The Bill rightly talks about what can be done in the construction sector. The way to help the construction sector is not just to tweak the operational hours, although that is important, but also to deliver on some of the promises the Government have made. Again, I think this view can be shared across the House; I do not often quote the Conservative manifesto approvingly—[Interruption.] —or at least not enough, but it promised £9.2 billion for energy efficiency in public and private buildings. Conservative Members all stood on that manifesto and I am sure that they support it.
We know how behind the Government are on building retrofits. The Committee on Climate Change recently said that there has been “negligible progress since 2015” and that the challenge of retrofit and renovation has gone “largely unaddressed.” We know that investing in retrofit is the ultimate win-win. This is the ideal opportunity —it would help the construction sector, not just in relation to operational hours, and could create tens of thousands of jobs—but today there are reports that it is being blocked by none other than Dominic Cummings. Apparently, he is uninterested and thinks it is “boring old housing insulation”. The Secretary of State and I have a good relationship, and I am happy to give way to him so that he can say that the £9 billion is going to happen. We need the £9 billion, so I am happy to give way. He has overruled Dominic Cummings on Sunday trading; now is the time to overrule him on this.
Let us also bring forward the £12 billion of social housing spending that has been promised. All these things are important, and they are also part of job creation. I think the idea that we need a green recovery is shared throughout the House, as least at the level of principle. Some people—assiduous readers—will have read over the weekend the Chancellor of the Duchy of Lancaster’s rather long speech, which mentioned Franklin Roosevelt 17 times. [Interruption.] I see Members nodding. Let me tell the House about Roosevelt: he put 3 million people back to work in the Civilian Conservation Corps. We need that kind of ambition on retrofit; on manufacturing low-carbon engines; on adapting our towns and cities to walking and cycling; on creating green spaces; and on reforesting and rewilding. We need what I call a zero-carbon army as part of a youth jobs fund.
We should see all these things as part of the green new deal because—this is the point—we face an unemployment emergency in this country. We should be under no illusions: a million young people are forecast to be out of work this year. We need a scale of action that matches that. That is my point. The Government measures we have supported over the past few months have recognised the power of active government in a crisis like this. My appeal to the Government is not to shrink from that now, because we are just at the beginning.

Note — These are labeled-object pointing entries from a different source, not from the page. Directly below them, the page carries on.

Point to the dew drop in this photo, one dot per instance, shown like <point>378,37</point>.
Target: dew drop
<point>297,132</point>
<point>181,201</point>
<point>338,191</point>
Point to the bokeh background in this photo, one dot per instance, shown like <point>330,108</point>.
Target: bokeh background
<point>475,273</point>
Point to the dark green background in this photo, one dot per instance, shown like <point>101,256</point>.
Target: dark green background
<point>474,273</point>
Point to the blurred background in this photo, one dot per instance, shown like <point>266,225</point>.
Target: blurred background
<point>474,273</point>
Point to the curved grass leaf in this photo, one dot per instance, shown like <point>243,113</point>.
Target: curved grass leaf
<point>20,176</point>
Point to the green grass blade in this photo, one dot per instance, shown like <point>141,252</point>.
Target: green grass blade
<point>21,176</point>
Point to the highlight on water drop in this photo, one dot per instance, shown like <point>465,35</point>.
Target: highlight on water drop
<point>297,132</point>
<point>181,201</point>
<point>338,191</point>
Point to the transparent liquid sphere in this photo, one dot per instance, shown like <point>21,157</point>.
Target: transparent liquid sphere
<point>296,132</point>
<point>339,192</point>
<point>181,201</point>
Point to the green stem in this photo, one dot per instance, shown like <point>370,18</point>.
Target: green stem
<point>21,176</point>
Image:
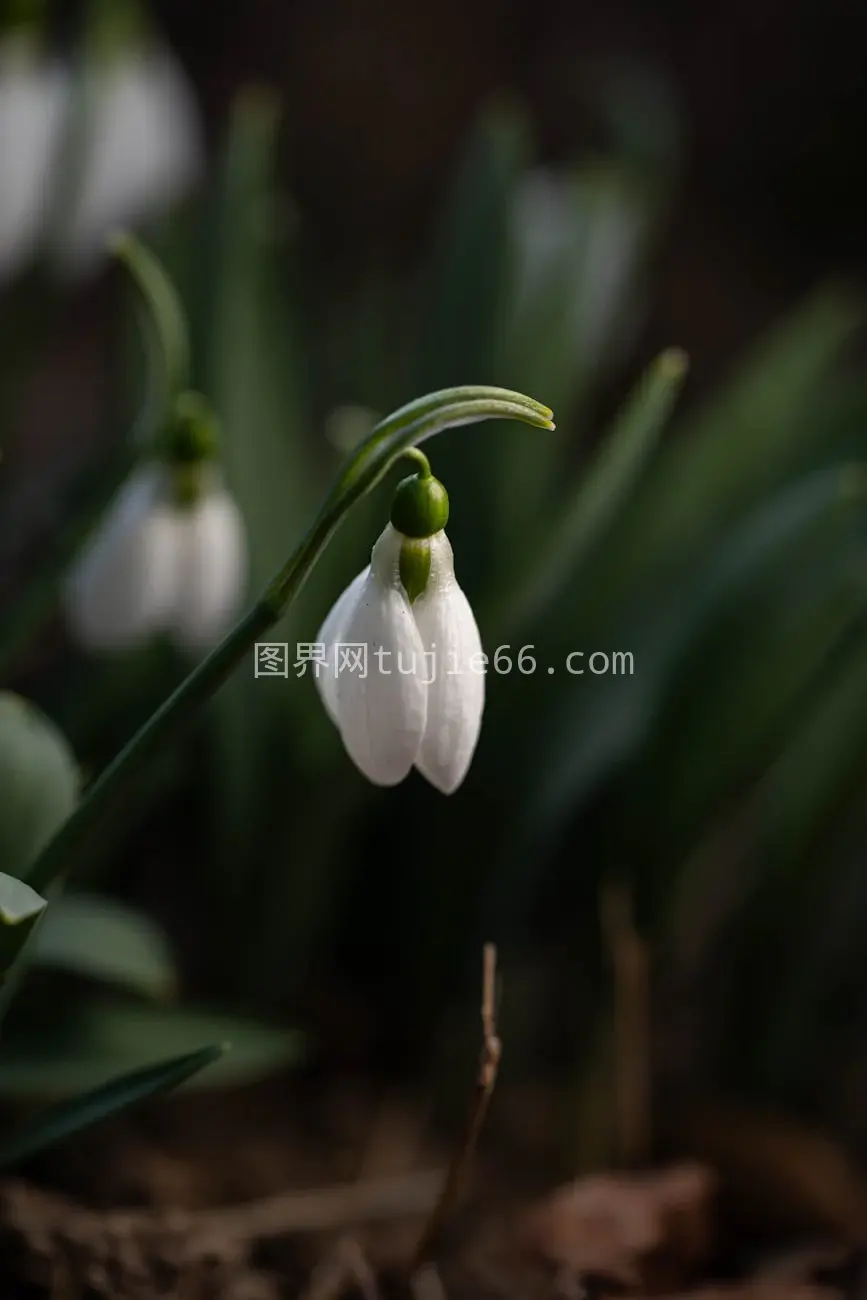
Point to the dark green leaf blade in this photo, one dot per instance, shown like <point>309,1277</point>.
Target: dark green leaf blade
<point>69,1117</point>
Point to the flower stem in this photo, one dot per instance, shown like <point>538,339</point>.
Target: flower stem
<point>363,469</point>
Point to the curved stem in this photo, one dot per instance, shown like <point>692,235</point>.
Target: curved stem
<point>167,321</point>
<point>369,463</point>
<point>420,459</point>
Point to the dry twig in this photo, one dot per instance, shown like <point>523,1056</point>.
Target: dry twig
<point>631,1025</point>
<point>462,1158</point>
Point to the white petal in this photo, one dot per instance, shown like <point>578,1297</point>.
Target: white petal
<point>212,570</point>
<point>329,633</point>
<point>382,714</point>
<point>122,588</point>
<point>456,694</point>
<point>33,96</point>
<point>143,150</point>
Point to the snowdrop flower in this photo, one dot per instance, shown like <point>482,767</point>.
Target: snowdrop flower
<point>33,96</point>
<point>141,150</point>
<point>170,557</point>
<point>420,701</point>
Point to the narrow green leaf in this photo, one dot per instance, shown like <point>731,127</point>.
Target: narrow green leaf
<point>61,1049</point>
<point>599,494</point>
<point>20,911</point>
<point>39,783</point>
<point>65,1118</point>
<point>763,427</point>
<point>18,902</point>
<point>107,940</point>
<point>464,306</point>
<point>601,723</point>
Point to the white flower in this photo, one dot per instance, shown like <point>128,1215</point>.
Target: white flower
<point>156,566</point>
<point>421,700</point>
<point>33,98</point>
<point>141,150</point>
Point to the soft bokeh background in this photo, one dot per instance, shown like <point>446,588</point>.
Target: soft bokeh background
<point>360,203</point>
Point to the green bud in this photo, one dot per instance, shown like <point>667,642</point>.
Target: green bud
<point>415,566</point>
<point>420,506</point>
<point>191,434</point>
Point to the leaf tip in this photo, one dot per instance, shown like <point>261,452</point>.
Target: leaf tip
<point>673,363</point>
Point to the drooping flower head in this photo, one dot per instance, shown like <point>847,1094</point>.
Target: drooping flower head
<point>170,555</point>
<point>402,672</point>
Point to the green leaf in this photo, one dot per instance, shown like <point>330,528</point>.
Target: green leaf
<point>20,911</point>
<point>598,497</point>
<point>18,902</point>
<point>464,302</point>
<point>580,238</point>
<point>759,429</point>
<point>61,1121</point>
<point>107,940</point>
<point>61,1049</point>
<point>602,722</point>
<point>471,273</point>
<point>39,783</point>
<point>251,365</point>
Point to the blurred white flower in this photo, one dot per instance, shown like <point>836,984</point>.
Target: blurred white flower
<point>421,698</point>
<point>33,99</point>
<point>141,150</point>
<point>157,566</point>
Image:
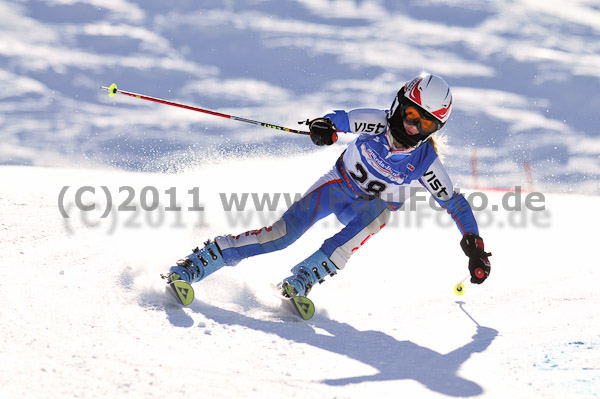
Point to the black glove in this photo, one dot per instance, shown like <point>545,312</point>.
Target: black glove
<point>479,265</point>
<point>322,131</point>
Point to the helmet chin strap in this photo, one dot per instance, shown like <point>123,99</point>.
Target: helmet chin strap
<point>402,145</point>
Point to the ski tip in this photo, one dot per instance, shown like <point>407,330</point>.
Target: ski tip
<point>112,90</point>
<point>304,306</point>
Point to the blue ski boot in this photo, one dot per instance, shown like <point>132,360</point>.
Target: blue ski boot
<point>196,266</point>
<point>306,273</point>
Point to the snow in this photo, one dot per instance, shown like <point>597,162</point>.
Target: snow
<point>86,314</point>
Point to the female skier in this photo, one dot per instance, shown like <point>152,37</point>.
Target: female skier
<point>393,153</point>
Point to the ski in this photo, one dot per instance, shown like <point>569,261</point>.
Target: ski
<point>182,291</point>
<point>297,305</point>
<point>300,305</point>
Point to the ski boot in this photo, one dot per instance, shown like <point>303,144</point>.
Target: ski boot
<point>196,266</point>
<point>305,274</point>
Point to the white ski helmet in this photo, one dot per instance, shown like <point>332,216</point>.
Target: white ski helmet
<point>426,102</point>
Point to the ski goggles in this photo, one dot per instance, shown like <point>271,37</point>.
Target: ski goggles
<point>426,124</point>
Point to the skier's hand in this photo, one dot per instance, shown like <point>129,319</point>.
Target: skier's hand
<point>479,264</point>
<point>322,131</point>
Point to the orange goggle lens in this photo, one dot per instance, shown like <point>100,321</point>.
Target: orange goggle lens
<point>412,116</point>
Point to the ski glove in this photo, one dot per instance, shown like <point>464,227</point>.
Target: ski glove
<point>322,131</point>
<point>479,265</point>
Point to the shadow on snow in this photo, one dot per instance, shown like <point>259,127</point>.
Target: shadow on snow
<point>394,359</point>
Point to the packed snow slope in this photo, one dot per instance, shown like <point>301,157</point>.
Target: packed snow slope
<point>84,313</point>
<point>524,73</point>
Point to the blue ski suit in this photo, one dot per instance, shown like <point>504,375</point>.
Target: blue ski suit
<point>369,180</point>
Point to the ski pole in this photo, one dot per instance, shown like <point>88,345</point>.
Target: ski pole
<point>459,288</point>
<point>113,90</point>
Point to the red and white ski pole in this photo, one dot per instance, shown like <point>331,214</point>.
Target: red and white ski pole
<point>113,90</point>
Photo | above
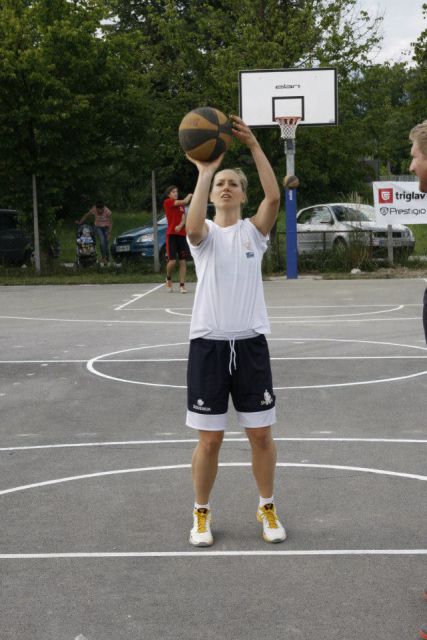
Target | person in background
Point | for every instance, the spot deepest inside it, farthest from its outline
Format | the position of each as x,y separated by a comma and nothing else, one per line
176,243
418,137
103,226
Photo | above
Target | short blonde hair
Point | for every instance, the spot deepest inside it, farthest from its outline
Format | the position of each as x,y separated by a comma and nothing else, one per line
418,135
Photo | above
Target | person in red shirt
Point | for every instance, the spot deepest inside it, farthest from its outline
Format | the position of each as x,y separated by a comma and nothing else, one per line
176,243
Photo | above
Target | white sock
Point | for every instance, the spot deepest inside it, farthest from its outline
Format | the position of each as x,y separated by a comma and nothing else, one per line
264,501
201,506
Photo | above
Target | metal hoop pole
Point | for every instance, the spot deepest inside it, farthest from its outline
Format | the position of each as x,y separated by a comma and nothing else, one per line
288,127
291,215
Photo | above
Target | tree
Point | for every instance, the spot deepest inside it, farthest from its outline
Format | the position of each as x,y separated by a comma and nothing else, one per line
73,104
195,48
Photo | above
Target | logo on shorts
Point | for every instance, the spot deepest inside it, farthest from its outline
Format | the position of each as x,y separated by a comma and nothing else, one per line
199,406
385,196
267,398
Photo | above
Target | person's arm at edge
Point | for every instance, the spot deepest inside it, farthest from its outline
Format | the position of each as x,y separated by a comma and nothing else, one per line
266,215
195,223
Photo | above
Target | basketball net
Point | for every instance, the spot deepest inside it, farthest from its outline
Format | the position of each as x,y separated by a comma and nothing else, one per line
288,126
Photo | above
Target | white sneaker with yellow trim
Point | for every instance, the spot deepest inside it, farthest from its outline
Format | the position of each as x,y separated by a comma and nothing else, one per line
200,534
273,530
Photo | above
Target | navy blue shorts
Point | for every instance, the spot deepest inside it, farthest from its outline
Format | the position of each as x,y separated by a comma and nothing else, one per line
217,370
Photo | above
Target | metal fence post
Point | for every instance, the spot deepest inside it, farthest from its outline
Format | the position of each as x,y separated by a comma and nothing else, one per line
155,234
36,227
390,243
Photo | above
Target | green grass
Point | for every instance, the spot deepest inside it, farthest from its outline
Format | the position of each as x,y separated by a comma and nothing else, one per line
55,273
420,234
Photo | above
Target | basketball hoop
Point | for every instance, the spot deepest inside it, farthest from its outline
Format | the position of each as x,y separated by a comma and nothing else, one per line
288,126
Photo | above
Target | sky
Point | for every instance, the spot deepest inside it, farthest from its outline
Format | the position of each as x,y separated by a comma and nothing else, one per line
403,23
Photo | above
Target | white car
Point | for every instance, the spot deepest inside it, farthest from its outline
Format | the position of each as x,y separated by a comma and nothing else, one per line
336,224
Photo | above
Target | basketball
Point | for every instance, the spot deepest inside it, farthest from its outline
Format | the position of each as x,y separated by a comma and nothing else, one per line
205,133
291,182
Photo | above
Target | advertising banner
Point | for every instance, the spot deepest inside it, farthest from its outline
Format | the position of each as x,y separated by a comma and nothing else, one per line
399,202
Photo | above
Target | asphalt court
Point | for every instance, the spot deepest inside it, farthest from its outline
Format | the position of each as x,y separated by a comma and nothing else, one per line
95,495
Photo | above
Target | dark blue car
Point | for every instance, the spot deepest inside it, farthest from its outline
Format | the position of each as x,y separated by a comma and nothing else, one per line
139,242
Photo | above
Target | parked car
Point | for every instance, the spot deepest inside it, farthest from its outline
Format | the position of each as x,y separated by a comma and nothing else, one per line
139,242
15,244
332,225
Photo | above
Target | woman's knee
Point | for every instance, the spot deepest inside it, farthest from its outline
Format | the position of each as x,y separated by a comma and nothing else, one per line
210,442
260,437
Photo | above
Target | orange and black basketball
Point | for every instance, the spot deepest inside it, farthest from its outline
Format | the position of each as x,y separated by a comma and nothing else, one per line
205,133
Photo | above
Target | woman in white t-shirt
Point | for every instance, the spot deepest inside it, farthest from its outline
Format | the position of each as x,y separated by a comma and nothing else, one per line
228,350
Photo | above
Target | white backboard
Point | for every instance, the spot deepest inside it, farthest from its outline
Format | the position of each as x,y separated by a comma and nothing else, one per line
265,94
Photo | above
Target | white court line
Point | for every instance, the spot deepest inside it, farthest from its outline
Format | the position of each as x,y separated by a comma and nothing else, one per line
138,296
213,554
74,445
279,358
91,365
81,320
338,315
114,472
187,322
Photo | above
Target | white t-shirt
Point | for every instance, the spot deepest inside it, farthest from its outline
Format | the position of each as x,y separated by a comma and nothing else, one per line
229,298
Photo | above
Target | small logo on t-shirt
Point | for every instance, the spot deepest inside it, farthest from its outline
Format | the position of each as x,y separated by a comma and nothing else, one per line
267,398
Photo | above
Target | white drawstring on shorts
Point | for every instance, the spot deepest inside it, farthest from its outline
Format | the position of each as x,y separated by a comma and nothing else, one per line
231,342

To conclude, we welcome the Bill as a step to help the hospitality and construction industry to reopen, but it is not nearly enough. The Government have shown that they are willing to take action, but we face the deepest and sharpest recession, possibly for hundreds of years, and Government power has to be continued to be used. The decisions taken by the Government in the coming weeks will determine how many jobs are lost and how many businesses survive. The commitment to do whatever it takes cannot be a hollow promise. We are calling for an extension to the furlough for specific sectors; an urgent job-creation programme with a green recovery at its heart; and real action on infrastructure, not just words. I urge the Government not to step back when our economy, our businesses and our workers desperately need support.